# Intrnet/Phone for campo nr Mijas, Malaga



## susanspain (Sep 5, 2008)

After being with Fonetica/ALO/(recently aquired by Clearwire), we have just received notice that the co is going bust/closing down!

Can anyone recommend a good, reliable, competative service for phone/internet in the campo in our area. 
(Iberbanda came out 3yrs ago and we are the 'wrong side' of the Mijas mountain). Mercury seem to only offer internet and no phone service. Not sure about Conecta 4. Y Intenet 'may' be able to help. Hotspot wi fi? unsure... 

Any help/tips welcome!

ps - we are one of about 150 clients that are going to be left without a service!
Seems Fonetica (independent co based down on the costa) finally did what everyone thought - and did a bunk! 
ALO did not offer that anyone was going to take over the techincal support down here (they are based in Madrid), so they are cutting the service completely! 

Arrgghhh!


----------



## jojo (Sep 20, 2007)

susanspain said:


> After being with Fonetica/ALO/(recently aquired by Clearwire), we have just received notice that the co is going bust/closing down!
> 
> Can anyone recommend a good, reliable, competative service for phone/internet in the campo in our area.
> (Iberbanda came out 3yrs ago and we are the 'wrong side' of the Mijas mountain). Mercury seem to only offer internet and no phone service. Not sure about Conecta 4. Y Intenet 'may' be able to help. Hotspot wi fi? unsure...
> ...


We use a company called "acox" who are based in Cartama, I dont know if they go out as far as you, but they may if theres enough business for them???

Jo xx


----------



## Goatherd (Feb 19, 2010)

Hi
I have a very similar situation..... I live near Murtas Alpujarra and have tried all the sim cards to get internet...... impossible,I have now gone down the satellite route and had an installation by Quantis....... Dreadful service and not a good signal, I am getting about a tenth of the speed I should be getting and the B******** won't get off their arses and do anything. I have written to Astra2 Connect who are the internet suppliers without response..... how typical of Spanish companies..... Zero, service.
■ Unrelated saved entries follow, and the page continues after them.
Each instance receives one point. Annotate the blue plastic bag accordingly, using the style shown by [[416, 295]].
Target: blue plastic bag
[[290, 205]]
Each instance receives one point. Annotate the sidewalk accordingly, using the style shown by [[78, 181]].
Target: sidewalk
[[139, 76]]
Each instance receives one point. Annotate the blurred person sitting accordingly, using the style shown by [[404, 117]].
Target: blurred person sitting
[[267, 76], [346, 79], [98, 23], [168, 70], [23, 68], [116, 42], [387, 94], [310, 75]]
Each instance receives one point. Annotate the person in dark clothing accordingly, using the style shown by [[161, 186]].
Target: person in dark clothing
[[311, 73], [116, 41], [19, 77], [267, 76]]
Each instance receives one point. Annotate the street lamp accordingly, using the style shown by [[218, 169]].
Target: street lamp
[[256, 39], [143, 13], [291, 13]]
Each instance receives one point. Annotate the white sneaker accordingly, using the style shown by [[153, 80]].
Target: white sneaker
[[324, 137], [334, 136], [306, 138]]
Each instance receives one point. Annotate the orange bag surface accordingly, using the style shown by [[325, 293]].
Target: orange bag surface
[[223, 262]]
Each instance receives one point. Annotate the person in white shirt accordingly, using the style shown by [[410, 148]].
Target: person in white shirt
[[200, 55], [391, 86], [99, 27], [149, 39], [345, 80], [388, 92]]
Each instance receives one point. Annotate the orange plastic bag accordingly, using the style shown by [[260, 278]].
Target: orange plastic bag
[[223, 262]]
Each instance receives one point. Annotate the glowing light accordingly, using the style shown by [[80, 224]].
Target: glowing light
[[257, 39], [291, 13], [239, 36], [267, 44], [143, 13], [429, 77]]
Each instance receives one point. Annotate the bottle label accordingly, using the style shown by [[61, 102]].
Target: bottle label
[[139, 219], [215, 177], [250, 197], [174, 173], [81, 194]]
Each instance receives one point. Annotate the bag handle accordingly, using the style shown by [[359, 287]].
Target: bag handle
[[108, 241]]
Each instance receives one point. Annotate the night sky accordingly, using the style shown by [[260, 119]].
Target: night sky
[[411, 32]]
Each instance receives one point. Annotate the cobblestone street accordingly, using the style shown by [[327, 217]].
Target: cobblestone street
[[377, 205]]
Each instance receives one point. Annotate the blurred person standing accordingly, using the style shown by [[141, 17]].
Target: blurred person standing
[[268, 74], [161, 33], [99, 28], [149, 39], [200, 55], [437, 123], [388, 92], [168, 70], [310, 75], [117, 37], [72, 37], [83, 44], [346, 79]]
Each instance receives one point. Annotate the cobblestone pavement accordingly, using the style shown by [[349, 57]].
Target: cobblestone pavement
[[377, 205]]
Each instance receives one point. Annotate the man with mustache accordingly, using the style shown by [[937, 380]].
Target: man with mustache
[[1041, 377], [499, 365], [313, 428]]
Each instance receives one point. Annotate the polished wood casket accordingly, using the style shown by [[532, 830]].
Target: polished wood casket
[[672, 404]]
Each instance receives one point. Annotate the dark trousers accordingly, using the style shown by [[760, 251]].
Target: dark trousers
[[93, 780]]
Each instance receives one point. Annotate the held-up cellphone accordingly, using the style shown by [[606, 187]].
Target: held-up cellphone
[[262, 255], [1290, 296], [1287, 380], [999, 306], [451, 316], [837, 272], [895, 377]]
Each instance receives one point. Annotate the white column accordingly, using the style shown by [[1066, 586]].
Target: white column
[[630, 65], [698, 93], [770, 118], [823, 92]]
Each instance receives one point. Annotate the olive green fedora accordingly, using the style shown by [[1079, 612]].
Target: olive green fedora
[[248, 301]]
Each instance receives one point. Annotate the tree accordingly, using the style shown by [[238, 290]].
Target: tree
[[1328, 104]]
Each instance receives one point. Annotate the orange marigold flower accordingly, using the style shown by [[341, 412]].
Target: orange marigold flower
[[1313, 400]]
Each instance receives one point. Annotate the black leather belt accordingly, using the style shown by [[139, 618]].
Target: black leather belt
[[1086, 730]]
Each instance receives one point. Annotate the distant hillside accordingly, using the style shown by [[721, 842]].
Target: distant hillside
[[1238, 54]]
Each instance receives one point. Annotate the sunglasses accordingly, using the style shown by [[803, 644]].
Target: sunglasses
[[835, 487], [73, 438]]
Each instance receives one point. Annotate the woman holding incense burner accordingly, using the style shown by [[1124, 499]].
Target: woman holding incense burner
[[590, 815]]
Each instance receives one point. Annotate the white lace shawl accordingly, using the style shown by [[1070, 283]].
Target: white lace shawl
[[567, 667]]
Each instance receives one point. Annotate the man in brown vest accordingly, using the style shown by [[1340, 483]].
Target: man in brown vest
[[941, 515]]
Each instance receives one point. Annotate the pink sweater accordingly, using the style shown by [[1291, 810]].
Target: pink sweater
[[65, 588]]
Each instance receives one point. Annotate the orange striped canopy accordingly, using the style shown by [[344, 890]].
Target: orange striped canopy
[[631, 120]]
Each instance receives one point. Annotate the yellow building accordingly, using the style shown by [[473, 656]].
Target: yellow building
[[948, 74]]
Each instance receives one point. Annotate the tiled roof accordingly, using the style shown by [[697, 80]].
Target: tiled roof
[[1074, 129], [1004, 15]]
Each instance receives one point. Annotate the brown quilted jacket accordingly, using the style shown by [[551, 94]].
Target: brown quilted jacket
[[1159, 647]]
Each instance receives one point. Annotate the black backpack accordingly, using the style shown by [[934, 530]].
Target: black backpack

If the satellite worked you would be able to get phone as well but there is considerable delay on up down linking to satellite.
The price to pay for living in the fabulous campo I guess....
Joe


----------



## nigelsmalley (Dec 31, 2009)

Our supplier is TARIAM and they use Eurobird3 which is a better and quicker satellite than the Astra one. 
Nigel



Goatherd said:


> Hi
> I have a very similar situation..... I live near Murtas Alpujarra and have tried all the sim cards to get internet...... impossible,I have now gone down the satellite route and had an installation by Quantis....... Dreadful service and not a good signal, I am getting about a tenth of the speed I should be getting and the B******** won't get off their arses and do anything. I have written to Astra2 Connect who are the internet suppliers without response..... how typical of Spanish companies..... Zero, service. If the satellite worked you would be able to get phone as well but there is considerable delay on up down linking to satellite.
> The price to pay for living in the fabulous campo I guess....
> Joe


----------